The Felt Source Peer Review – Kids Don’t Have Credit Cards

    July 18, 2003

Browser Compatibility.
The page works nicely in Explorer, Mozilla, and Opera. It passed my first hurdle.

The overall layout could stand some tightening. It was a little difficult to figure out what you were supposed to do. There is a certain element of “discovery” involved, and that’s good. But the designers must draw the fine distinction between random and disorganization. Granted, that is in the eye of the reader, but the designer has to do all he or she can to direct them.

There are too many gratuitous graphics. Decorations are nice for party rooms, but they only detract from a web page. The “Pre Cut” logo only needed to appear once per page. The “Big Blue Ball” just didn’t seem to add anything but made the page more confusing.

Occasional use of fun elements like the squiggly jump rope adds some lightness, but they must be used sparingly. Just because you have them isn’t reason enough to use them.
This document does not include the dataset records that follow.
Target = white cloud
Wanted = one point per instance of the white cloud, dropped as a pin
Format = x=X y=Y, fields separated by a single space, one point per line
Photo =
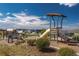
x=1 y=14
x=22 y=20
x=69 y=4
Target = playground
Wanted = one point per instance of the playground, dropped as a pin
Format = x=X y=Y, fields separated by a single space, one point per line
x=54 y=34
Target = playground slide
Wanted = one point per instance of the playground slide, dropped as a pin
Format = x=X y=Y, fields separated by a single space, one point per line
x=45 y=34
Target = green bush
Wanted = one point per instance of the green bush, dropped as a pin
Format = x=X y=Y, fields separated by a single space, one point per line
x=75 y=37
x=66 y=52
x=31 y=42
x=42 y=43
x=19 y=42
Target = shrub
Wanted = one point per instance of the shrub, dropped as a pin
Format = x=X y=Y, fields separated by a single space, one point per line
x=75 y=37
x=19 y=42
x=5 y=50
x=31 y=42
x=42 y=43
x=66 y=52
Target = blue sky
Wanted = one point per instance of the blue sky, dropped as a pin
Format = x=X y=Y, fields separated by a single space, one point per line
x=33 y=15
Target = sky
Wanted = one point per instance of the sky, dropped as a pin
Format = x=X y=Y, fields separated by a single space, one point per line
x=34 y=15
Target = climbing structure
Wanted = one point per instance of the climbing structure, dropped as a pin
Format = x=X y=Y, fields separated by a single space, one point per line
x=56 y=21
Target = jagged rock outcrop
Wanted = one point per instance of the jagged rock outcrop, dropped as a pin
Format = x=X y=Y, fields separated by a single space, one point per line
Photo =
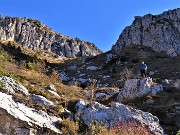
x=11 y=86
x=35 y=35
x=137 y=88
x=161 y=32
x=109 y=116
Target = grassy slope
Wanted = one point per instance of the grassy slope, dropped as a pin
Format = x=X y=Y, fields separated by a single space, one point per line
x=34 y=71
x=165 y=67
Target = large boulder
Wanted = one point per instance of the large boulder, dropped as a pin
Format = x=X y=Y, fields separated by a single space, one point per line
x=111 y=116
x=11 y=86
x=41 y=100
x=137 y=88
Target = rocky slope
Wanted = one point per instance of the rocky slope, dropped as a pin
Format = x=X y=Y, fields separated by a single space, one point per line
x=35 y=35
x=161 y=32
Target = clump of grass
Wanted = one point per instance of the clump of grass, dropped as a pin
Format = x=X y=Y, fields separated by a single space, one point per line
x=38 y=91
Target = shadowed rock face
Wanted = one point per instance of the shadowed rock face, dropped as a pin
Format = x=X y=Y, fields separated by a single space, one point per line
x=161 y=32
x=35 y=35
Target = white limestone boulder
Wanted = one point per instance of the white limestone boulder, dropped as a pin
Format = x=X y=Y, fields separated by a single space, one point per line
x=41 y=100
x=137 y=88
x=110 y=116
x=19 y=116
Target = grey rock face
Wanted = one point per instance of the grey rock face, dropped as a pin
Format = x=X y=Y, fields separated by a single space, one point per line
x=35 y=35
x=11 y=86
x=160 y=32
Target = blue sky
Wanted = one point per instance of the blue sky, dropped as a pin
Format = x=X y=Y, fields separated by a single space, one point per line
x=97 y=21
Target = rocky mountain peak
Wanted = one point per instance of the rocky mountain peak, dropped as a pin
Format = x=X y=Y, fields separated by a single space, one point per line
x=160 y=32
x=33 y=34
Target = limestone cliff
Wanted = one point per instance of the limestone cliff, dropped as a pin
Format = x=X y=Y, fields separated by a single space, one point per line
x=35 y=35
x=161 y=32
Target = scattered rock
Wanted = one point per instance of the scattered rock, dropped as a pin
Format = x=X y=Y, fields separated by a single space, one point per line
x=16 y=118
x=41 y=100
x=151 y=73
x=54 y=93
x=64 y=76
x=11 y=86
x=150 y=101
x=92 y=68
x=109 y=116
x=51 y=87
x=137 y=88
x=100 y=95
x=160 y=32
x=35 y=35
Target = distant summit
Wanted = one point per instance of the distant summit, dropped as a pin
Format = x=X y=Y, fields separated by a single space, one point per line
x=160 y=32
x=35 y=35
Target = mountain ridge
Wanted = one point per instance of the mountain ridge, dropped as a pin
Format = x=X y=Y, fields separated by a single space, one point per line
x=33 y=34
x=160 y=32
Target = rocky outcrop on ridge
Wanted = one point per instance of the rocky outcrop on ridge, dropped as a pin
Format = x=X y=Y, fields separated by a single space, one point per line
x=161 y=32
x=109 y=116
x=35 y=35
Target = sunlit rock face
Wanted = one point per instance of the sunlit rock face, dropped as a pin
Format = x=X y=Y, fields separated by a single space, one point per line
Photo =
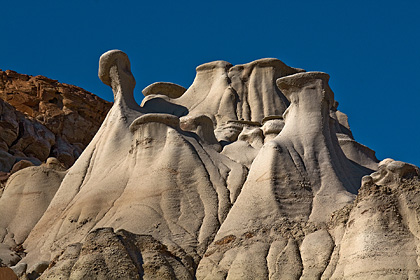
x=251 y=173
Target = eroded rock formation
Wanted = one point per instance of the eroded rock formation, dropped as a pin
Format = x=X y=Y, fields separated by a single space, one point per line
x=47 y=118
x=251 y=173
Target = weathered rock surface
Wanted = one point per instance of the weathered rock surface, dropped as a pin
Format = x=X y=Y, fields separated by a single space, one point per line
x=251 y=173
x=48 y=118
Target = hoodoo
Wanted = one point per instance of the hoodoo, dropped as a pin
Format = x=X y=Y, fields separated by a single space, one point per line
x=250 y=173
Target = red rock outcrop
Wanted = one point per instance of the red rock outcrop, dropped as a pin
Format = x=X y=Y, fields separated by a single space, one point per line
x=46 y=118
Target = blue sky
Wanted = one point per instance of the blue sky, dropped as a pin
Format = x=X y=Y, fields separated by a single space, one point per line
x=371 y=49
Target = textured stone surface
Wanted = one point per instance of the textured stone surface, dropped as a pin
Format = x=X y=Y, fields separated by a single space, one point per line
x=52 y=118
x=252 y=173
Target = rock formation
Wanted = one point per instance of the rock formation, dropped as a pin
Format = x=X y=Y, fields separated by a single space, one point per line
x=251 y=173
x=47 y=118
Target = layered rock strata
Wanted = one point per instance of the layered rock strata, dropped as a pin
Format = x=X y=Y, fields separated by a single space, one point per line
x=48 y=118
x=251 y=173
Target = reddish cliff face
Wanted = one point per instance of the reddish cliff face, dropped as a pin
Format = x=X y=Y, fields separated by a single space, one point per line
x=43 y=118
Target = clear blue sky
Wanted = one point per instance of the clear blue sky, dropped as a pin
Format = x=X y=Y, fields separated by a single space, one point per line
x=371 y=49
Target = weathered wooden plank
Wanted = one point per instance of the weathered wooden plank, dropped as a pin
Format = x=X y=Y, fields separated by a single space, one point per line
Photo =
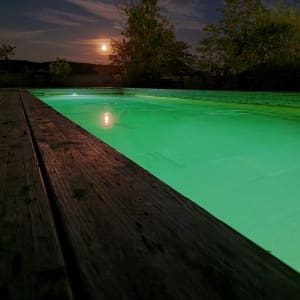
x=133 y=237
x=31 y=262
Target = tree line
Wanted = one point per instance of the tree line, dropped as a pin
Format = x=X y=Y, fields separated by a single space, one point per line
x=248 y=35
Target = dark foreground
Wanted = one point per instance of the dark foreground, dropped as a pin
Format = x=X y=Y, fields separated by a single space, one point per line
x=80 y=221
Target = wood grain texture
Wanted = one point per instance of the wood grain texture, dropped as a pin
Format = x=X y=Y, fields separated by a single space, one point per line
x=133 y=237
x=31 y=263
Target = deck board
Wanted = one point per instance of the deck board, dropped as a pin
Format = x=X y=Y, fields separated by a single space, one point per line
x=31 y=262
x=133 y=237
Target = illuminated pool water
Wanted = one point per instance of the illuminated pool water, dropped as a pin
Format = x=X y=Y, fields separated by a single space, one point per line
x=240 y=162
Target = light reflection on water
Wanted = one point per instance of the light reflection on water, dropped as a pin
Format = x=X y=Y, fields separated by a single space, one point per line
x=106 y=119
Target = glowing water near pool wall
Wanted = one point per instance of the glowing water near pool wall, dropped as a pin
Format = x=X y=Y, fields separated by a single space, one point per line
x=266 y=98
x=239 y=162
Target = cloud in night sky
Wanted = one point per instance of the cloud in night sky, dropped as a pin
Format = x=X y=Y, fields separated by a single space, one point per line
x=20 y=34
x=62 y=18
x=75 y=29
x=98 y=8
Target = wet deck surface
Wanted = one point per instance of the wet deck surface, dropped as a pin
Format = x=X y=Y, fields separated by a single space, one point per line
x=80 y=221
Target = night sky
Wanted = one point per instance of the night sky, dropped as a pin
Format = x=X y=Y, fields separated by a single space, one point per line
x=41 y=30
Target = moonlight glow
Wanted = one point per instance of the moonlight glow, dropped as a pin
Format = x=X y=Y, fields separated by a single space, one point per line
x=104 y=47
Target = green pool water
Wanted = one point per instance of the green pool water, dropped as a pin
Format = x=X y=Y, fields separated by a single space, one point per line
x=240 y=162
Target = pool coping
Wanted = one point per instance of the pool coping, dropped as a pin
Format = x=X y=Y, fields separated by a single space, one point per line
x=129 y=235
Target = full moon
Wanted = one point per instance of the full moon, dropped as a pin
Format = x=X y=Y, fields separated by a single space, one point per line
x=104 y=47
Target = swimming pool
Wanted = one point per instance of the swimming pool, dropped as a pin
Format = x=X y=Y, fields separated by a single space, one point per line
x=240 y=162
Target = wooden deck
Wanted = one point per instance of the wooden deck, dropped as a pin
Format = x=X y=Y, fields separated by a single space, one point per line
x=80 y=221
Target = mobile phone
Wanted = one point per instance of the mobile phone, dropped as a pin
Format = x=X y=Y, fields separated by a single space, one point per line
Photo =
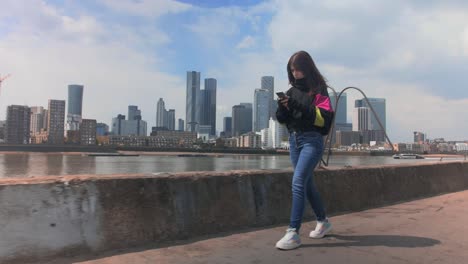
x=281 y=94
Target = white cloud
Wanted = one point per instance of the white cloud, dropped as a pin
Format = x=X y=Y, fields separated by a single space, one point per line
x=246 y=43
x=147 y=8
x=114 y=73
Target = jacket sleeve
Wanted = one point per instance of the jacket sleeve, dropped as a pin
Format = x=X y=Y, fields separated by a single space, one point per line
x=324 y=112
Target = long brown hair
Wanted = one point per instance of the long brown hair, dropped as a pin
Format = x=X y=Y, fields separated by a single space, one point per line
x=303 y=62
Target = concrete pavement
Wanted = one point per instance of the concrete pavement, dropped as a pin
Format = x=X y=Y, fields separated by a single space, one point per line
x=431 y=230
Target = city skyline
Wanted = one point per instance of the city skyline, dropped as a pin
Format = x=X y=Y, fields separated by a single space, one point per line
x=134 y=52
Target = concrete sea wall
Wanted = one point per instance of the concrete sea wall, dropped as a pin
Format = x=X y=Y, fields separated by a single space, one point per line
x=42 y=218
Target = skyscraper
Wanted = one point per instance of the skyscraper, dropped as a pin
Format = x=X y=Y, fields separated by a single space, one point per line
x=210 y=100
x=118 y=125
x=268 y=83
x=193 y=88
x=75 y=102
x=160 y=113
x=102 y=129
x=181 y=124
x=38 y=119
x=340 y=111
x=133 y=112
x=17 y=130
x=261 y=109
x=241 y=119
x=56 y=122
x=378 y=104
x=227 y=126
x=361 y=119
x=170 y=124
x=88 y=132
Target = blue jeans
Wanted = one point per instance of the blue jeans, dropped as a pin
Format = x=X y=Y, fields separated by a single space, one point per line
x=305 y=151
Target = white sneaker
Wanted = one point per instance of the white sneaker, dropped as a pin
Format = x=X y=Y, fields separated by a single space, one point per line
x=290 y=241
x=322 y=228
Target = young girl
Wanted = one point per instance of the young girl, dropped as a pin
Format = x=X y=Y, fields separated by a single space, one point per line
x=307 y=113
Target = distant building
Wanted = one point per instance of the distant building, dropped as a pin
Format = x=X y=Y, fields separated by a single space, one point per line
x=75 y=103
x=17 y=129
x=193 y=89
x=88 y=132
x=347 y=138
x=419 y=137
x=261 y=109
x=241 y=119
x=135 y=127
x=170 y=119
x=268 y=83
x=133 y=112
x=361 y=119
x=250 y=140
x=56 y=122
x=181 y=124
x=379 y=106
x=207 y=105
x=102 y=129
x=38 y=119
x=227 y=126
x=2 y=130
x=341 y=111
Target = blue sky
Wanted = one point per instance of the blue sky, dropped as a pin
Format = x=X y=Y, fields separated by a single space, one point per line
x=413 y=53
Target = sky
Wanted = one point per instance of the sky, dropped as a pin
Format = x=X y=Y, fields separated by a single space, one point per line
x=133 y=52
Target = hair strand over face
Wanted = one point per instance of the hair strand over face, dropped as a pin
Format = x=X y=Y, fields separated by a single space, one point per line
x=303 y=62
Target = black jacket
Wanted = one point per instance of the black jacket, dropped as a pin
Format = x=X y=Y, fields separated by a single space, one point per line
x=307 y=111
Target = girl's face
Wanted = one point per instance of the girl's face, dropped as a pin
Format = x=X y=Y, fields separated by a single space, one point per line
x=297 y=73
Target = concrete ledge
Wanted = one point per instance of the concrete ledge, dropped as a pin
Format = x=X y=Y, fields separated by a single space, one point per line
x=56 y=216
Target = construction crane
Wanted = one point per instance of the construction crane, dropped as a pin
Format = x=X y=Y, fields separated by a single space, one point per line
x=2 y=79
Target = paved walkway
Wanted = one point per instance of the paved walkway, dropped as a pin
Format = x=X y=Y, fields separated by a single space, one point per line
x=432 y=230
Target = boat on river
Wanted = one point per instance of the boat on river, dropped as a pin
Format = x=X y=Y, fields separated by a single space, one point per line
x=407 y=156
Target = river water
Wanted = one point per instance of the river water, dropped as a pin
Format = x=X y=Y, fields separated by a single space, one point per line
x=40 y=164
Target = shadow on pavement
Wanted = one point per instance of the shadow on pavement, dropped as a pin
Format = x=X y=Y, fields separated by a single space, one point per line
x=375 y=240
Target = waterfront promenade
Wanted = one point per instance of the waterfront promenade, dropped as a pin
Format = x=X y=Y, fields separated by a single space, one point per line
x=431 y=230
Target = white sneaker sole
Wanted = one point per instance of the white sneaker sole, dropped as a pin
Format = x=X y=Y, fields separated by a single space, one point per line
x=288 y=247
x=321 y=235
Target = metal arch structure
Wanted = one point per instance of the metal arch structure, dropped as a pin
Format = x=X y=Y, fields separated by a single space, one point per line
x=329 y=137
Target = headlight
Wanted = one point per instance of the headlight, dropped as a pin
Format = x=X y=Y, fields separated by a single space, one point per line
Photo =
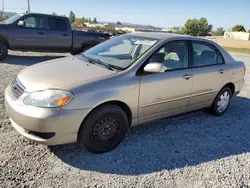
x=48 y=98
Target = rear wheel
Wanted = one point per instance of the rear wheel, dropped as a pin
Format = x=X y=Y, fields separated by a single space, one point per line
x=3 y=51
x=104 y=129
x=221 y=102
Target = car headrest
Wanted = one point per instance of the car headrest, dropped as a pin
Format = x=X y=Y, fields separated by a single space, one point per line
x=158 y=57
x=208 y=54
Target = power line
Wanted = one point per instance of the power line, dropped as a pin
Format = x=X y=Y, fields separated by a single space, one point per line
x=3 y=5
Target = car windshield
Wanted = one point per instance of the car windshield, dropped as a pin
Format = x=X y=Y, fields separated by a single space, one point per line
x=120 y=52
x=12 y=19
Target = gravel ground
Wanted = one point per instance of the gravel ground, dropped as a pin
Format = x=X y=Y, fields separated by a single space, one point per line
x=192 y=150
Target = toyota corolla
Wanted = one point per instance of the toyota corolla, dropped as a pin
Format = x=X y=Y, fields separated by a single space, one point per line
x=94 y=97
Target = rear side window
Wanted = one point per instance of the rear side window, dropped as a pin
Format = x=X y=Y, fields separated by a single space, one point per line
x=205 y=55
x=57 y=24
x=35 y=22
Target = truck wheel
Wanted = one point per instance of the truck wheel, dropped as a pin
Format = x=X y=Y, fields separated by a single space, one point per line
x=104 y=129
x=3 y=51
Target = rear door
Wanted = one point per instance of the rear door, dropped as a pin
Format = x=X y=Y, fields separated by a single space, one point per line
x=209 y=72
x=31 y=35
x=59 y=34
x=167 y=93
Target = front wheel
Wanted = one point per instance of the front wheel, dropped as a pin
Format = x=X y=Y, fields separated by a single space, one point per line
x=3 y=51
x=221 y=102
x=104 y=129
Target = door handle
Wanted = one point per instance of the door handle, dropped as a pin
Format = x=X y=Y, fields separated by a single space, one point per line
x=187 y=76
x=221 y=71
x=41 y=33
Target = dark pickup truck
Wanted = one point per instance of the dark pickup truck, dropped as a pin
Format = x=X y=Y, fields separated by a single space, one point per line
x=44 y=33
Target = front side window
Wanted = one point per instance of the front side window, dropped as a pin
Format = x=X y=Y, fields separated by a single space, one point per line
x=120 y=52
x=174 y=55
x=35 y=22
x=12 y=19
x=204 y=55
x=57 y=24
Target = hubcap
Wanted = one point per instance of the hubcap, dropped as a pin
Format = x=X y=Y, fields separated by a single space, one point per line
x=105 y=130
x=223 y=101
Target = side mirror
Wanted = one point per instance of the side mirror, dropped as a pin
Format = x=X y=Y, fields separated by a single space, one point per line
x=155 y=67
x=20 y=24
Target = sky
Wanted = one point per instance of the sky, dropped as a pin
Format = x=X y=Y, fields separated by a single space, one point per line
x=162 y=13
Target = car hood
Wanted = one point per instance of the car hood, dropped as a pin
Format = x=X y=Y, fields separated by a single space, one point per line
x=59 y=73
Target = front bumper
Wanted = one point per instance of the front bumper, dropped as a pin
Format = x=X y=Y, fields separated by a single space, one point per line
x=51 y=126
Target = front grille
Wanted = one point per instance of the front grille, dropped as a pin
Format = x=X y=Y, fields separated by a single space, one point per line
x=17 y=88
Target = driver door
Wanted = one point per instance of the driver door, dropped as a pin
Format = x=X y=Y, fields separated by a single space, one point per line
x=167 y=93
x=31 y=35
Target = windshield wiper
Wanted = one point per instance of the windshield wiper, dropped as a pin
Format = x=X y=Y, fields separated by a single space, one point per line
x=101 y=63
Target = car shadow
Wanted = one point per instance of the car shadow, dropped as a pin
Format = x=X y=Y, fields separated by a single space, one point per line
x=28 y=60
x=171 y=143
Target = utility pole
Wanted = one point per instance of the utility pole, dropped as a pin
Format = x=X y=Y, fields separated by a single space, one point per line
x=2 y=5
x=28 y=1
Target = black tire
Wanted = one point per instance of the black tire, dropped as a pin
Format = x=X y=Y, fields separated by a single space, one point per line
x=214 y=109
x=104 y=129
x=3 y=51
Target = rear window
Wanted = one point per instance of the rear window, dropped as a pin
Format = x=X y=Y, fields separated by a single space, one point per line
x=57 y=24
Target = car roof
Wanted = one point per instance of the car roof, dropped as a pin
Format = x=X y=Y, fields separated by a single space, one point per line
x=170 y=36
x=42 y=14
x=160 y=35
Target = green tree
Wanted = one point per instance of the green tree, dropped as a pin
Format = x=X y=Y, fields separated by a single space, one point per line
x=195 y=27
x=239 y=28
x=118 y=23
x=78 y=22
x=94 y=20
x=72 y=17
x=84 y=19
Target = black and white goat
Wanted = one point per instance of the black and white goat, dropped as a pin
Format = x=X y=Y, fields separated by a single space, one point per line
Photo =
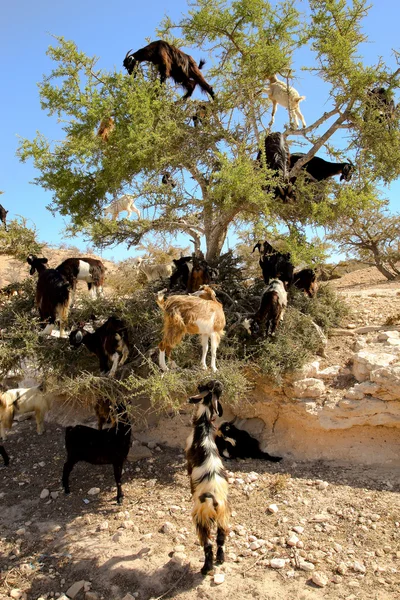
x=106 y=447
x=306 y=280
x=208 y=480
x=3 y=216
x=236 y=443
x=4 y=455
x=53 y=295
x=275 y=264
x=90 y=270
x=319 y=169
x=109 y=343
x=272 y=308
I understand that the page is addressing Sunday School, home school, pre school, and elementary teachers. But it is important not to get confused between talking to kids and talking to teachers who talk to kids. Kids don’t have credit cards.

The list of links on the left further convinced me that this is a Bible page.

Lists that long require clarification.

The Big Red Ball overwhelmed the medium blue text and made the list hard to read.

I would present the educational and play material first, then put the Bible material on a subsequent page. There’s a lot of neat stuff offered, and as a grandfather I will likely make some purchases. But I had to work too hard to find things that interested me. I had to study the page and analyze the photos to realize that this isn’t exclusively a Bible study tool source.

Bible studies may be the mission of the company, but it block further exploration by non-Christians and people who are precluded from presenting a Christian agenda. Public schools and publicly funded pre-schools won’t allow teachers to teach their religion, so public school teachers will feel there is no value in going further. By making the page more secular won’t cause them to lose loyalty from the Sunday School and home school sector, and they will appeal to a much larger segment of the population.

More should be made of the value of felts. Flannelboards are a great learning tool. They incorporate many of the proven learning tools: color, tactile, movement, kinesthetic, and hand-eye coordination.

Overall I would say this is a good page. With a few concessions to the World it should succeed.